When I was learning to cook, I turned to those free Kraft Canada magazines for inspiration. I was desperate to learn (we had to eat after all) and my mother was in no position at that time to teach me. So I read the recipe and made numerous dishes that we survived on for months, perhaps even years. It was so easy to adapt recipes for the meat or vegetable I had on hand, with their handy "choose this meat/veggie" and add this boxes.
But I have turned over a new page in the cookbook. Or perhaps just removed a few pages from my repertoire. You see, Kraft Canada has this insatiable need to use its own brands to make meals. Which means that cream cheese, salad dressing and any other Kraft product often stars in the meal. But they really aren't that healthy or tasty. They were good for that stage of my life, but its time to say good-bye Kraft Canada and hello whole foods.
I have learnt to adapt recipes and make them healthier by adding spices and broth, instead of salad dressing. I have learnt to exchange cream cheese for a healthier white sauce. I have slowly over the years learnt to bake bread, starting with a complete white loaf and then transitioned to a whole wheat mix with flax and oat bran.
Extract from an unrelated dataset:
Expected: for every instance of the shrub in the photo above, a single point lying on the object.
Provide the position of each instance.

And just recently I have grown my own sourdough starter and made sourdough bread.
I have changed from throwing cream cheese into everything to making my own ricotta cheese and yogurt. Perhaps in the coming future, I will try my hand at making my own cream cheese. I have changed from opening a can of high-salt chicken broth, to simmering chicken bones and making my own homemade stock. Meals take a lot longer to prepare. But they are definitely better for me. Perhaps because I can usually pronounce all the ingredients that I'm putting into the meal. Or perhaps its because I know what I'm putting into my mouth.
Now don't get me wrong and think that we are some hippie folk who eat crunchy granola all the time. Because that is definitely NOT true. We both have a sweet tooth and enjoy baking delicious goodies. But we also have those special "conveinience" foods that we still enjoy. In fact, one lady at Dan's work often comments that "it must be slim pickings in the McCrimmon household" when Dan takes a can of Chef Boyardee to work. But oddly, we do enjoy that barf in can. We enjoy Cheese Whiz and the occasional laminated cheese slices. We still enjoy a good mushroom/tomato soup straight from the can. My pasta sauce is a mix of crushed tomatoes and tomato paste, rather than made from fresh tomatoes (probably because fresh tomatoes are rather expensive). We still have a lot to give up if we were to be considered complete hippies. But that doesn't change the fact that we one day dream of having our own chickens and being able to buy a half cow at a time.
We are constantly learning of more things every day that we can make ourselves. Some of them have significant cost savings and taste good. Those stay in our lineup (like chocolate syrup for example). Others, just take too much time to make, like homemade pasta and are reserved for special occasions. Other things, like refried beans, didn't quite taste the same homemade and we have reverted to buying it canned (although, we will try a new recipe in the future and see if that changes things). Its been this slow journey to refining our tastes and eating habits.
But just a short time ago, I went through my cookbook and ripped out all those Kraft Canada recipes that we never make. It was liberating. I replaced them with recipes for whole foods, like sourdough bread, yogurt, and ricotta cheese. Dan and I have felt that this has been a slow transition, taking almost 6 years so far. And every few months, another thing changes and we refine our lives again. This has been a good change for us and we've enjoyed the journey and process its taken. Plus, we now eat much healthier food....or at least food with ingredients I can pronounce.